Using procedures for batch geocoding and other batch processing

One of the features we are looking forward to in upcoming PostgreSQL 11 is the introduction of procedures via the CREATE PROCEDURE ANSI-SQL construct. The major benefit that sets apart procedures from functions is that procedures are not wrapped in an outer transaction and can have COMMITs within them. This means it's not an all or nothing like it is with functions. Even if you stop a procedure in motion, whatever work has been done and committed is saved. In the case of functions, a stop or failure would roll-back all the work. It also means you can see work in progress of a stored procedure since the work will already have been committed.
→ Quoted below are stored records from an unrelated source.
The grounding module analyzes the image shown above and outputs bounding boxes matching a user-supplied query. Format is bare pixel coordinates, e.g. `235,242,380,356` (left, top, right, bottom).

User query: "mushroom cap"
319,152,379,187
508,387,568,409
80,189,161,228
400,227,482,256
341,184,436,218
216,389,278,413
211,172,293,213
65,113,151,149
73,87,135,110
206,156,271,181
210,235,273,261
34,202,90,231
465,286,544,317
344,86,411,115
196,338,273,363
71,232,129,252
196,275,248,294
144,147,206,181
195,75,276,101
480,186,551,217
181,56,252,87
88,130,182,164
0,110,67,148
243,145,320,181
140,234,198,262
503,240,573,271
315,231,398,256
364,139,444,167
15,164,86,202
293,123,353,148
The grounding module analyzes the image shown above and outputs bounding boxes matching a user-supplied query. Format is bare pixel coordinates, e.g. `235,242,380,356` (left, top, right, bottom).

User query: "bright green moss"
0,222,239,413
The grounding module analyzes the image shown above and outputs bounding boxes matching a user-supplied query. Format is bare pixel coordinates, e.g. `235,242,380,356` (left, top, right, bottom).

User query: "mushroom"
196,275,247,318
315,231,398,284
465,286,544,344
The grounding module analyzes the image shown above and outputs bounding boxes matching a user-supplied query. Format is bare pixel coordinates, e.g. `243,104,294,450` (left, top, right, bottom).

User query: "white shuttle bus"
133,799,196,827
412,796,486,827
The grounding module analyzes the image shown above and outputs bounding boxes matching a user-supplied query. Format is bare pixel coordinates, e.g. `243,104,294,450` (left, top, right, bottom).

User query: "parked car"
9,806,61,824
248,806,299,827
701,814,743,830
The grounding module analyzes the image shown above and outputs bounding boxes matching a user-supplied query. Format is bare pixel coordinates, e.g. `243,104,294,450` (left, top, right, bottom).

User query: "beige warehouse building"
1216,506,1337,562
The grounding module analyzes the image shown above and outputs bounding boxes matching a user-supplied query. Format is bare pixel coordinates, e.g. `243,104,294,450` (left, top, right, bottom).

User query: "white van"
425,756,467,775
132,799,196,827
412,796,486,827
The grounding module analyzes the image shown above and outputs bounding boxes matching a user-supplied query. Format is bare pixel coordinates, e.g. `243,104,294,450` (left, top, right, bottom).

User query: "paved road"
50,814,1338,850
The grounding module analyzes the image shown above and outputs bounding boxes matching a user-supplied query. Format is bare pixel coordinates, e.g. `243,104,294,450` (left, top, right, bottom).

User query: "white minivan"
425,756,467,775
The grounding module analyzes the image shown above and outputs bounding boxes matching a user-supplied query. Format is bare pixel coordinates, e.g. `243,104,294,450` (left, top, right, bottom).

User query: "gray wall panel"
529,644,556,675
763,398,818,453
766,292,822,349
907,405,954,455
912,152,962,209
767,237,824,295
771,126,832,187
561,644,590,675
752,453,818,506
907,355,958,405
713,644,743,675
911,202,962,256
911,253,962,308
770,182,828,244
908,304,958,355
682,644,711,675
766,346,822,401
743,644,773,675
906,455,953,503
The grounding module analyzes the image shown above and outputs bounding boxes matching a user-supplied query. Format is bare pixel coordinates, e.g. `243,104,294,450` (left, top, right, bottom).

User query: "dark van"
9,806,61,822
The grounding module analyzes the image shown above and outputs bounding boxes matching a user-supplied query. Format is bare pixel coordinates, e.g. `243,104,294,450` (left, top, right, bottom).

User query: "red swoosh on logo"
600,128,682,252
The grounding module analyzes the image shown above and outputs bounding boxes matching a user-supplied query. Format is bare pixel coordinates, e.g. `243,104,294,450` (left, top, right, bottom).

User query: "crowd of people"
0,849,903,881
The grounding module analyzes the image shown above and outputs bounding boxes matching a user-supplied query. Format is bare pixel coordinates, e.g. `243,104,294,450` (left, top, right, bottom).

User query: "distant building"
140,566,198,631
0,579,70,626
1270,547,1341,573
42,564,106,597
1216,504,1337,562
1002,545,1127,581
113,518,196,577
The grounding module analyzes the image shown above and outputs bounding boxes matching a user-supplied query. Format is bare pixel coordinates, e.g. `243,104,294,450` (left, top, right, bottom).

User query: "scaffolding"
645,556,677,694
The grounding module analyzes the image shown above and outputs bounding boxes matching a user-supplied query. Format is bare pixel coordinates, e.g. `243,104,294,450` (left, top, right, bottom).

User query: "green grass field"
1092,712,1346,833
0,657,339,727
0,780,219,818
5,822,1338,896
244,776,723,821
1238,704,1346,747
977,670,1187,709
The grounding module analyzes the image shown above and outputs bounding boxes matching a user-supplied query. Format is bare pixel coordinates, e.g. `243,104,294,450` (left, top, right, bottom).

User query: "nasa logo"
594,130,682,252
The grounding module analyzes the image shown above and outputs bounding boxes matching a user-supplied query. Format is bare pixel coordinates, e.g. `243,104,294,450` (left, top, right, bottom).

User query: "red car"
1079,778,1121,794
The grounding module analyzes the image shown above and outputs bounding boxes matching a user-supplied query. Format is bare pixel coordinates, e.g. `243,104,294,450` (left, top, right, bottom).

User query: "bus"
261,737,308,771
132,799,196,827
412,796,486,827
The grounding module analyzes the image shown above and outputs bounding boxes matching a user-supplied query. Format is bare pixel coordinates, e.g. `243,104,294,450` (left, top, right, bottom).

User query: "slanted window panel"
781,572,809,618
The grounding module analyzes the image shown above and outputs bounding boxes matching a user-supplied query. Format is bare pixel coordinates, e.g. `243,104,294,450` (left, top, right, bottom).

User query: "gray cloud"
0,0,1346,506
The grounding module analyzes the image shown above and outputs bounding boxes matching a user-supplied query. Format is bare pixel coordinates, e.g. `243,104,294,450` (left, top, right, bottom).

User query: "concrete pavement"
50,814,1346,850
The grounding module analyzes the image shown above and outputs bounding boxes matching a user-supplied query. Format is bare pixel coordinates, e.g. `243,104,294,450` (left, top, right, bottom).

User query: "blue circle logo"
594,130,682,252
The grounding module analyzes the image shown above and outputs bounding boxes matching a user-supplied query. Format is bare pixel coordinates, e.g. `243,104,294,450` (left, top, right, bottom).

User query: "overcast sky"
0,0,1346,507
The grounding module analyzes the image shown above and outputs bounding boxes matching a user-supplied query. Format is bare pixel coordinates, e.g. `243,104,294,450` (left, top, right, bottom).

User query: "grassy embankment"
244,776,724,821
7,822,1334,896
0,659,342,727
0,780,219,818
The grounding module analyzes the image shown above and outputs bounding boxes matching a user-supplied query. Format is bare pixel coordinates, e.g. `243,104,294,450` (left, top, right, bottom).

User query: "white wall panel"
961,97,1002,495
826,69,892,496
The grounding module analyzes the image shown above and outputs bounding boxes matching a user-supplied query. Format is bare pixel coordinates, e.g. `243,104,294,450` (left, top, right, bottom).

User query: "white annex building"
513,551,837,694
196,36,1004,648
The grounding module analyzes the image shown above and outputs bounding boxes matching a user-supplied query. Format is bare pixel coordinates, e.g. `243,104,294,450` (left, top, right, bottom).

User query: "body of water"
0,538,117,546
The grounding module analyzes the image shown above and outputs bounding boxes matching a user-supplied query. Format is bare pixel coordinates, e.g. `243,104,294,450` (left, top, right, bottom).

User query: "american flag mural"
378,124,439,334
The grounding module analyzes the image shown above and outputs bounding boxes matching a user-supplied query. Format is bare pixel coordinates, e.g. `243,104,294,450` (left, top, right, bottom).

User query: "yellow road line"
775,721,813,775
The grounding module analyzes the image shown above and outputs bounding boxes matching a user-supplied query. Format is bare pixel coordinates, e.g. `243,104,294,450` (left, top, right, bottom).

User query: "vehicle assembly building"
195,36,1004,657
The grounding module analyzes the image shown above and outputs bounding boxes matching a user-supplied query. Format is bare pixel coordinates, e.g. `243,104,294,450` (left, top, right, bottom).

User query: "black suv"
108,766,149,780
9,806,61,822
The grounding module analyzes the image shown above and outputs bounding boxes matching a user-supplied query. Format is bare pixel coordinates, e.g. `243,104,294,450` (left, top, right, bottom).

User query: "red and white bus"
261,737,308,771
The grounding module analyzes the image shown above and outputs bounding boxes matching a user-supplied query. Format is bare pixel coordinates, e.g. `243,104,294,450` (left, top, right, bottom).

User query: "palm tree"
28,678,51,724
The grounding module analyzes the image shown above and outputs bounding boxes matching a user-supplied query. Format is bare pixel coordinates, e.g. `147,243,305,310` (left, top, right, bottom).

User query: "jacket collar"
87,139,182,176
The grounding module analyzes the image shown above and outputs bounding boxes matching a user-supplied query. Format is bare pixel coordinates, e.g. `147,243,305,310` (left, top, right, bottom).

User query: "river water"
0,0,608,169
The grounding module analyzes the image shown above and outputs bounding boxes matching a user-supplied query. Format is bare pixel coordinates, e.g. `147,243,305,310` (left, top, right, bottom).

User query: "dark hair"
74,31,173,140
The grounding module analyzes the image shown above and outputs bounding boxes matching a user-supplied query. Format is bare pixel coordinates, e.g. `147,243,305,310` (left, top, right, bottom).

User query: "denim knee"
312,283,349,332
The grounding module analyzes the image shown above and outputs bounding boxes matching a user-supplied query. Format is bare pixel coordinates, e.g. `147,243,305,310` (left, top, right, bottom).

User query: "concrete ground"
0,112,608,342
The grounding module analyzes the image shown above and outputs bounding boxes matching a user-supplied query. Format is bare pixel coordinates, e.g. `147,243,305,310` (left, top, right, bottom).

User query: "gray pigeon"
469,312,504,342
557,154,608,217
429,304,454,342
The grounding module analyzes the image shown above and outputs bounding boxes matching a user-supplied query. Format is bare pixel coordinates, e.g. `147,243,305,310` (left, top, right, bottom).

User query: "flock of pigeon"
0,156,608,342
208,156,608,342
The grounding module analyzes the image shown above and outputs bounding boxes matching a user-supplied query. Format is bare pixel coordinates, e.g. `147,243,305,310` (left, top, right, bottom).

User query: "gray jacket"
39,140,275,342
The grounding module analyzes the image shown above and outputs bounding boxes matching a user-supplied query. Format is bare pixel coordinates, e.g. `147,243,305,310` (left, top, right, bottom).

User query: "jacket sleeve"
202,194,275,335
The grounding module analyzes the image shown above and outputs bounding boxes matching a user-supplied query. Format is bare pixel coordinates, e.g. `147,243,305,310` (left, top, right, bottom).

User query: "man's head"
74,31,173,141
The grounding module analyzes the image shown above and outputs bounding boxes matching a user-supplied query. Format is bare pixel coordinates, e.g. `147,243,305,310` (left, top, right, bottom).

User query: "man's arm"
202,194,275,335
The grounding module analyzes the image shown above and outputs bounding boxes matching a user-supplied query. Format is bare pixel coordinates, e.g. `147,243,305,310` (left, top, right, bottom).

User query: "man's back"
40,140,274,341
This is a huge benefit for batch processing. Batch processing covers a lot of use-cases of PostGIS users since a good chunk of PostGIS work involves doing some kind of batch processing of data you get from third-parties or machines.

We'll demonstrate with batch geocoding, using a similar approach we discussed in. psql watch for batch processing. Folks often resort to doing this stuff outside of the database like using Python as a driver to push batches to postgres. Now postgres is capable of doing it all.

In addition to the code and data here, you'll need postgis_tiger_geocoder extension and loaded with MA census data.

Why batch process data?

For geocoding of data or any kind of lengthy processing work, you often do this in batches of say 1, 10, or 50, but never the whole 1,000,000. The reasons for that are

For each update statement, PostgreSQL needs to be able to rollback the update. If your server goes down for whatever reason your last update would be lost. A million records of work is a lot to lose.
Since PostgreSQL needs to be able to rollback, all that workspace to get ready to rollback is occupied and eats up memory. In that sense you may not even have the memory available to handle a batch of 1,000,000 in one bite.

You can't put your batch work in a PostgreSQL function, at least not all of it, because each function has an explicit transaction wrapped around it. This is one of the reasons why trying to do it in a function can take 10 or more times longer than just embedding the logic in a script that pushes the work in smaller commits. Now we've got PostgreSQL procedures where we can put in pretty much the same code as we would have done in our function (except now we can have COMMITS), and can explicitly do the commit after each batch. The great thing about this is if your connection is lost, the server crashes, you loose power, or whatever, the work that has already been committed is not lost. It also means the memory is freed after each commit, and not wait for all the work to be done in the procedure before making available for other processes.

Test Data Set

Our test dataset is small so not very interesting. To simulate more records, we repeat each address 1000 times.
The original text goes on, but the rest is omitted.